A confidential online survey with a single, randomized vignette describing either a black or white 33-year-old male patient with severe plaque psoriasis was distributed to current US dermatology residents via the Association of Professors of Dermatology (APD) listserv from October 2021 to January 2022. Residents selected the best patient management option, rated their attitudes toward implicit bias using a Likert scale, and completed two Implicit Association Tests (IAT): Race and Race-Compliance.5
Data were analyzed using either Student t-tests or one-way ANOVA for normally distributed continuous variables when comparing two or more groups, and chi-square/Fisher exact tests for categorical variables, respectively; all tests were two-sided. The IAT d-scores range from -2 to +2, with positive d-score indicating implicit preference for white race relative to black race; a negative d-score indicates the converse.
Overall, 30 residents completed the survey (Table 1). Four dropped out before completing the Race IAT (n=26), and nine more dropped out before completing the Race-Compliance IAT (n=17). Residents assigned to either the white or black patient vignette were similar demographically (Table 1) and in their race and compliance IAT d-scores (Table 2).
Residents selected systemic, topical, and phototherapy at similar rates for both patient vignettes (P=0.99; Table 1). Though not statistically significant, biologics were chosen more often for the black patient (n=8, 50%) compared to the white patient (n=4, 28.6%, P=0.23; Table 1). Furthermore, Race IAT d-scores of residents assigned to the black patient show greater pro-white bias in residents who chose biologics (mean 0.32 plus/minus 0.25) compared to non-biologics (0.03 plus/minus 0.60, P=0.22) (Table 3). This difference is more pronounced when comparing the Race-Compliance IAT d-score between residents who chose biologics (0.23 plus/minus 0.31) versus non-biologics (-0.21 plus/minus 0.30) in the same group (P=0.06; Table 3).
Majority of residents agree that implicit bias may affect their management decisions (n=19, 63.3%), knowledge of their implicit biases may improve their clinical management (n=26, 86.7%), and formal training on implicit bias should be included in the residency curriculum (n=26, 86.7%; Table 1).

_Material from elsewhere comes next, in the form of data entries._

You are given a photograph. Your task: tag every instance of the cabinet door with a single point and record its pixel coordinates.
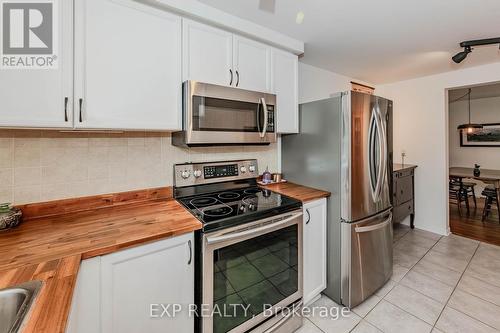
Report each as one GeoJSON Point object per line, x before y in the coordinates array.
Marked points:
{"type": "Point", "coordinates": [285, 85]}
{"type": "Point", "coordinates": [133, 279]}
{"type": "Point", "coordinates": [207, 54]}
{"type": "Point", "coordinates": [314, 249]}
{"type": "Point", "coordinates": [252, 64]}
{"type": "Point", "coordinates": [128, 66]}
{"type": "Point", "coordinates": [38, 97]}
{"type": "Point", "coordinates": [85, 315]}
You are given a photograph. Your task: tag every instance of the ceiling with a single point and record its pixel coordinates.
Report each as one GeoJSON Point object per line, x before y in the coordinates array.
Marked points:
{"type": "Point", "coordinates": [486, 91]}
{"type": "Point", "coordinates": [380, 41]}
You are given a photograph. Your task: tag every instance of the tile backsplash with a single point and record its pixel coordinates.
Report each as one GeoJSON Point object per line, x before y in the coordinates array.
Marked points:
{"type": "Point", "coordinates": [49, 165]}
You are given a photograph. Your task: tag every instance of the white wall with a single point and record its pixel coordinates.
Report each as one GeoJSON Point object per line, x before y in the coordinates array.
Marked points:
{"type": "Point", "coordinates": [483, 111]}
{"type": "Point", "coordinates": [421, 128]}
{"type": "Point", "coordinates": [316, 83]}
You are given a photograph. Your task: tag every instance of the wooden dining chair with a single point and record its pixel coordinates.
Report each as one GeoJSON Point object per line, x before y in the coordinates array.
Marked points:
{"type": "Point", "coordinates": [491, 199]}
{"type": "Point", "coordinates": [458, 195]}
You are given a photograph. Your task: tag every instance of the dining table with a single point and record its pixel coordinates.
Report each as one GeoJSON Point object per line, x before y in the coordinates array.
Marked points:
{"type": "Point", "coordinates": [487, 176]}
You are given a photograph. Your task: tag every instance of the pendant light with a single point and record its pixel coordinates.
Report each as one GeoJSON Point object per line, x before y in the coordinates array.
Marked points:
{"type": "Point", "coordinates": [470, 127]}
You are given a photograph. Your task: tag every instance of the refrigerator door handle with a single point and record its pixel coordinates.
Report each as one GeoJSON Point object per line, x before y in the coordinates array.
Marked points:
{"type": "Point", "coordinates": [381, 146]}
{"type": "Point", "coordinates": [375, 226]}
{"type": "Point", "coordinates": [383, 149]}
{"type": "Point", "coordinates": [371, 155]}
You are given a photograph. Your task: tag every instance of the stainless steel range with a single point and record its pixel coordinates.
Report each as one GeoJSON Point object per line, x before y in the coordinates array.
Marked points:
{"type": "Point", "coordinates": [249, 251]}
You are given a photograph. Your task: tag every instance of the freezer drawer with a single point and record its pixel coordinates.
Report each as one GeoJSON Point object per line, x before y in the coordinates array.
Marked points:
{"type": "Point", "coordinates": [367, 257]}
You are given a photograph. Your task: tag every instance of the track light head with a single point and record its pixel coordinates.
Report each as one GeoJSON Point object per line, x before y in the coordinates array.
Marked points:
{"type": "Point", "coordinates": [460, 56]}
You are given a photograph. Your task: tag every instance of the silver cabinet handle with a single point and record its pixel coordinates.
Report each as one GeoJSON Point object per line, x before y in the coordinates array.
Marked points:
{"type": "Point", "coordinates": [66, 99]}
{"type": "Point", "coordinates": [80, 103]}
{"type": "Point", "coordinates": [375, 226]}
{"type": "Point", "coordinates": [266, 115]}
{"type": "Point", "coordinates": [257, 230]}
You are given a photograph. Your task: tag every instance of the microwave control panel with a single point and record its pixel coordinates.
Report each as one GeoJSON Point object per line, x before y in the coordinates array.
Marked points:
{"type": "Point", "coordinates": [189, 174]}
{"type": "Point", "coordinates": [270, 118]}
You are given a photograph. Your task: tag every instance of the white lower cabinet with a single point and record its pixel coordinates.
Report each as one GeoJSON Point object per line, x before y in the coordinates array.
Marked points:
{"type": "Point", "coordinates": [124, 291]}
{"type": "Point", "coordinates": [314, 249]}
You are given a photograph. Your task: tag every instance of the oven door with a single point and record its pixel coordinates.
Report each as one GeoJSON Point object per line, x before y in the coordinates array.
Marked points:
{"type": "Point", "coordinates": [256, 267]}
{"type": "Point", "coordinates": [223, 115]}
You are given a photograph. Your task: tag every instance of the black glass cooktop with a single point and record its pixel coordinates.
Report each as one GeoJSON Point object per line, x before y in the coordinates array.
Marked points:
{"type": "Point", "coordinates": [235, 206]}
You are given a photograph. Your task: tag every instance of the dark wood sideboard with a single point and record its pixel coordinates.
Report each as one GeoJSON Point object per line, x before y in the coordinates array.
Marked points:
{"type": "Point", "coordinates": [404, 193]}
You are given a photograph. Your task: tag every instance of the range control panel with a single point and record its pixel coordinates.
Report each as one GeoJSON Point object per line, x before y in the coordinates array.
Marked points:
{"type": "Point", "coordinates": [189, 174]}
{"type": "Point", "coordinates": [217, 171]}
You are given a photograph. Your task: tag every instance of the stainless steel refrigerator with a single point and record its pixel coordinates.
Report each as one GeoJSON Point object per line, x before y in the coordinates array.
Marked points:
{"type": "Point", "coordinates": [345, 146]}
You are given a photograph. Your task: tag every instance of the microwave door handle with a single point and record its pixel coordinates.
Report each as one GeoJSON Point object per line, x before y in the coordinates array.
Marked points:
{"type": "Point", "coordinates": [266, 116]}
{"type": "Point", "coordinates": [258, 116]}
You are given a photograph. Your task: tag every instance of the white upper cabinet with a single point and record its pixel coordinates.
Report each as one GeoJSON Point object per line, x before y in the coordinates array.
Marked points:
{"type": "Point", "coordinates": [207, 54]}
{"type": "Point", "coordinates": [285, 86]}
{"type": "Point", "coordinates": [252, 64]}
{"type": "Point", "coordinates": [127, 66]}
{"type": "Point", "coordinates": [40, 97]}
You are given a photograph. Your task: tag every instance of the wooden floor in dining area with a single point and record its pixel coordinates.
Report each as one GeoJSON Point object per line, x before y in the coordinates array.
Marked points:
{"type": "Point", "coordinates": [472, 227]}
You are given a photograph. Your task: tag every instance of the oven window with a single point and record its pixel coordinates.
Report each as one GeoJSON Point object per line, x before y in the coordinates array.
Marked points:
{"type": "Point", "coordinates": [254, 273]}
{"type": "Point", "coordinates": [214, 114]}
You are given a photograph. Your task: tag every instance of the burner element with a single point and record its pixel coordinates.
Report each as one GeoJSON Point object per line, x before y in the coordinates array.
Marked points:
{"type": "Point", "coordinates": [252, 190]}
{"type": "Point", "coordinates": [217, 211]}
{"type": "Point", "coordinates": [203, 201]}
{"type": "Point", "coordinates": [228, 195]}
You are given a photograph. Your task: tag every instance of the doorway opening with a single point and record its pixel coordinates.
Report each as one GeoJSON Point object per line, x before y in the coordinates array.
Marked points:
{"type": "Point", "coordinates": [474, 162]}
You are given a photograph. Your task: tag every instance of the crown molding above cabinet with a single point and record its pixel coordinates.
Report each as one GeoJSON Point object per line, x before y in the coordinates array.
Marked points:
{"type": "Point", "coordinates": [201, 12]}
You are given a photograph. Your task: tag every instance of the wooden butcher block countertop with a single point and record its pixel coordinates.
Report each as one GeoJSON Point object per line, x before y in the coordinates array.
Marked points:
{"type": "Point", "coordinates": [50, 248]}
{"type": "Point", "coordinates": [299, 192]}
{"type": "Point", "coordinates": [55, 236]}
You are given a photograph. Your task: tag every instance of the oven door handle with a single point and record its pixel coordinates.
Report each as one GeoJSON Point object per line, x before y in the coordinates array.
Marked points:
{"type": "Point", "coordinates": [265, 228]}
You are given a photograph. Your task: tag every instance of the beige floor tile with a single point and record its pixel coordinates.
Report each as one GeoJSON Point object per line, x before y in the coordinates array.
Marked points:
{"type": "Point", "coordinates": [476, 308]}
{"type": "Point", "coordinates": [444, 260]}
{"type": "Point", "coordinates": [398, 272]}
{"type": "Point", "coordinates": [389, 318]}
{"type": "Point", "coordinates": [418, 240]}
{"type": "Point", "coordinates": [365, 327]}
{"type": "Point", "coordinates": [365, 307]}
{"type": "Point", "coordinates": [410, 248]}
{"type": "Point", "coordinates": [308, 327]}
{"type": "Point", "coordinates": [417, 304]}
{"type": "Point", "coordinates": [384, 290]}
{"type": "Point", "coordinates": [455, 251]}
{"type": "Point", "coordinates": [329, 324]}
{"type": "Point", "coordinates": [459, 240]}
{"type": "Point", "coordinates": [426, 234]}
{"type": "Point", "coordinates": [479, 288]}
{"type": "Point", "coordinates": [404, 259]}
{"type": "Point", "coordinates": [428, 286]}
{"type": "Point", "coordinates": [485, 269]}
{"type": "Point", "coordinates": [438, 272]}
{"type": "Point", "coordinates": [453, 321]}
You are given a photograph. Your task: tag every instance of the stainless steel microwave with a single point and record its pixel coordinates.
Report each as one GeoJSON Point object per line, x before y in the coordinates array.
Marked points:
{"type": "Point", "coordinates": [218, 115]}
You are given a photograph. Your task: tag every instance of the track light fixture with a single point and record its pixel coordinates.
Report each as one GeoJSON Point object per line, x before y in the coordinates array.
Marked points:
{"type": "Point", "coordinates": [467, 45]}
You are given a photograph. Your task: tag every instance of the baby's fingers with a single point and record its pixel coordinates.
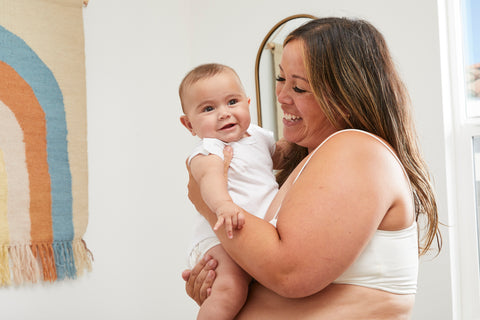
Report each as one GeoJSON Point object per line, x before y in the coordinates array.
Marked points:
{"type": "Point", "coordinates": [219, 223]}
{"type": "Point", "coordinates": [240, 220]}
{"type": "Point", "coordinates": [229, 228]}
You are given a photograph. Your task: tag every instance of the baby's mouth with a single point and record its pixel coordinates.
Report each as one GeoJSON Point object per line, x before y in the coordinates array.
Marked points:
{"type": "Point", "coordinates": [291, 117]}
{"type": "Point", "coordinates": [228, 126]}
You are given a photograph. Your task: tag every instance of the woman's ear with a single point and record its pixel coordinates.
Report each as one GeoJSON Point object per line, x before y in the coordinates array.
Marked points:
{"type": "Point", "coordinates": [187, 124]}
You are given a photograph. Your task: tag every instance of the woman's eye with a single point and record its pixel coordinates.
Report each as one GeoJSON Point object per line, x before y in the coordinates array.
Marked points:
{"type": "Point", "coordinates": [208, 109]}
{"type": "Point", "coordinates": [298, 90]}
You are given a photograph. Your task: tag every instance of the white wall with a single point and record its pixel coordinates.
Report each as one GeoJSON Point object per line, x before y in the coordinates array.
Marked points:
{"type": "Point", "coordinates": [137, 53]}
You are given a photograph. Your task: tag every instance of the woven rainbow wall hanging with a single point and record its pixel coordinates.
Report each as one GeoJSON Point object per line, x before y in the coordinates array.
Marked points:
{"type": "Point", "coordinates": [43, 147]}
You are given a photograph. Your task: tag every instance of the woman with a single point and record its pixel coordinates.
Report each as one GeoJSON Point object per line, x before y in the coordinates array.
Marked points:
{"type": "Point", "coordinates": [345, 244]}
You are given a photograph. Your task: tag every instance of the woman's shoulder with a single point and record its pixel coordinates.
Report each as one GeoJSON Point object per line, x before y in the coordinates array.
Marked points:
{"type": "Point", "coordinates": [351, 142]}
{"type": "Point", "coordinates": [358, 152]}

Our study demonstrated no statistically significant difference in dermatology residents' management of severe psoriasis between two different skin types. Additionally, residents were open to implicit bias education during residency training. Interestingly, biologics were chosen more often for the black patient compared to the white patient. This could be due to increased awareness of implicit bias and hypercorrection, perceived differences in disease severity from patient photos despite identical provided history, or study limitations: small sample size, risk of response and social desirability bias, and inability to determine response rate. Given the unexpected direction of implicit bias and associated clinical decision-making, as well as the limitations of vignette studies, future research in actual or simulated clinical settings could better advance our understanding of the role of implicit bias in clinical decision-making within dermatology.